What was not expected was that on August 25, Swedish Consul General Raoul Nordling entered German headquarters via an underground secret tunnel and at this point began a very tense cat and mouse game while Nordling tried to persuade Cholitz to leave Paris and his plan alone. The film is based on a 2011 stage play and it is an elaborate drama of politics. Cholitz stands behind his duty to obey unquestioningly all military orders; Nordling does everything he can to appeal to reason and humanity to stop the destruction of Paris.

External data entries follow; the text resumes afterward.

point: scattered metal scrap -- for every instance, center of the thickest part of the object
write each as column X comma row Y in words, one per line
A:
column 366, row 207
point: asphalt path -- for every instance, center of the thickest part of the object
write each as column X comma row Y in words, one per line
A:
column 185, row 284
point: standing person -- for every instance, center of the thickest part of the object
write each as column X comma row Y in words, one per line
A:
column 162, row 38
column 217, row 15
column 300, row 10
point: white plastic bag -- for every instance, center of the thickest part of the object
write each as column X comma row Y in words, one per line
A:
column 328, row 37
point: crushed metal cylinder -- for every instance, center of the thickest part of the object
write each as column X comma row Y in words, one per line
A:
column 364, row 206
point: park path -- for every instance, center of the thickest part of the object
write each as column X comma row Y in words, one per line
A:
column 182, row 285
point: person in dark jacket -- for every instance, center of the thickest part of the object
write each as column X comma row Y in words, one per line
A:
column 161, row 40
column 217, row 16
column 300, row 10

It is from this that the expression “Is Paris Burning” comes. Hilter asked von Cholitz that very question. The film is a fictionalized confrontation between the two men that lasted all night and was to decide the future of Paris. It is set at the Hotel Meurice on Rue de Rivoli. The two men are in an extended battle of wits that leaves us almost breathless until the very end. The odds constantly shift and just when we think that one side has won, the other side comes up with something else.
André Dussollier is the Swedish consul general and Niels Arustrup is von Cholitz. They engage in a captivating battle of words about the importance of preserving a country’s cultural heritage and we are taken through twists and turns as we learn that the question of saving Paris for both men is a personal rather than a moral issue. The real beauty of the film is in the tension that is created by the two main characters. Nordling, a slightly greasy man who likes to wheel and deal has nothing to trade with von Cholitz. All we can do is to appeal to the general’s vanity and his own genuine love of the city. We become aware of director Schlöndorff’s fascination with moral choices and the war.
The two men are the last representatives of a dying breed and they draw a verbal web of spells between each other, attempting to twist their decisions. Their conversation becomes a battle of perfect manners and gentlemanly chivalry as the fate of Paris hangs on diplomacy. They wait for the right word at the right time and we truly see the art of diplomacy and the manipulation of language.
The film opens in New York on Wednesday, October 15, 2014 and in Los Angeles on Friday, November 7.